L'idea di spostare al presente la classica ambientazione fantasy, con elfi, nani, orchi, fate, draghi e tutto il campionario tolkieniano, non è nuova. Ma è sempre affascinante e giustamente viene rivisitata, anche perché permette di creare uno specchio deformato della realtà in cui viviamo per esaminarla più a fondo con l'arma dell'iperbole.
Nel caso di Bright, action/fantasy diretto da David Ayer per Netflix, il tema centrale è chiaramente il razzismo, la natura tribale che gli esseri umani non sono riusciti a scrollarsi di dosso anche dopo aver inventato la società. Ayer sceglie saggiamente un attore nero come protagonista (Will Smith, sempre a suo agio come uomo d'azione), per veicolare un messaggio che è la cosa migliore del film: l'Uomo cercherà sempre un nemico, qualcosa o qualcuno su cui sfogare la propria negatività. Nel caso del presente alternativo di Bright, siccome gli umani non sono l'unica specie dominante del pianeta, tra loro hanno fatto quadrato. Non pare esserci né razzismo né sessismo tra i poliziotti umani del film, ma appena metti un orco nell'equazione, apriti cielo. “Gli orchi sono malvagi per natura”, “Danno più valore al clan che al distintivo” e via così. Il razzismo è diretto all'esterno, ma sempre razzismo è (ok, è specismo, ma non stiamo a sottilizzare).
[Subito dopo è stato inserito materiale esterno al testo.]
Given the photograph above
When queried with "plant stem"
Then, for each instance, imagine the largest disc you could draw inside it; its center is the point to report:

Con una semplice metafora, Ayer e lo sceneggiatore Max Landis (Chronicle) rendono alla perfezione il concetto. Questa semplicità è al tempo stesso la migliore qualità e il peggior difetto di Bright. Perché da un lato serve a costruire un film abbastanza snello, in cui una mitologia complicata (duemila anni fa c'è stata una guerra stile Signore degli Anelli con cui le razze hanno debellato il Signore Oscuro, gli orchi erano dalla parte sbagliata e per questo sono tutt'ora odiati) viene sintetizzata e messa da parte per focalizzarsi sulla trama poliziesca (con MacGuffin magico, ovviamente). Dall'altro, però, tolti gli elementi fantastici Bright è anche troppo aderente alla formula del buddy movie poliziesco. Al posto del bianco e del nero ci sono il nero e l'orco (Joel Edgerton). Al posto degli agenti FBI rivali ci sono i federali della magia (un elfo e un umano). Al posto dei terroristi, degli elfi rinnegati con un piano malvagio. Ma la sostanza non cambia. E fa sorridere, fino a un certo punto, vedere questi cliché applicati a un mondo alternativo, ma dopo un po' l'effetto novità svanisce e restano solo i cliché.
Ciò detto, Bright è comunque piacevole, soprattutto grazie all'apporto di Ayer. A differenza di Suicide Squad, dove era un pesce fuor d'acqua, qui riesce a far uscire la sua cifra autoriale. Bright è in tutto e per tutto un film di David Ayer (pur non essendo scritto da lui) e ha molto in comune con Training Day, End of Watch e Sabotage. È ambientato tutto in una notte, i protagonisti sono due poliziotti onesti braccati da gang e da colleghi corrotti (che vorrebbero intascarsi una bacchetta magica anziché denaro sporco) ed è ambientato a Los Angeles. Ayer riesce così a dare il meglio anche se la materia esula un po' dalla sua “comfort zone”, applicando la sua particolare ricetta di brutale realismo a una storia popolata di mostri e creature sovrannaturali che fa il verso al classico Alien Nation.
Entro la fine del film, l'umano e l'orco avranno imparato a fidarsi l'uno dell'altro e saranno diventati amici, come da tradizione. Il finale esplosivo evoca molto da vicino il cinema di Shane Black e chiama a gran voce un sequel, che sarebbe perfetto per esplorare più nel dettaglio un mondo potenzialmente ricco ma sfruttato troppo poco.
Bright sarà disponibile su Netflix dal 22 dicembre.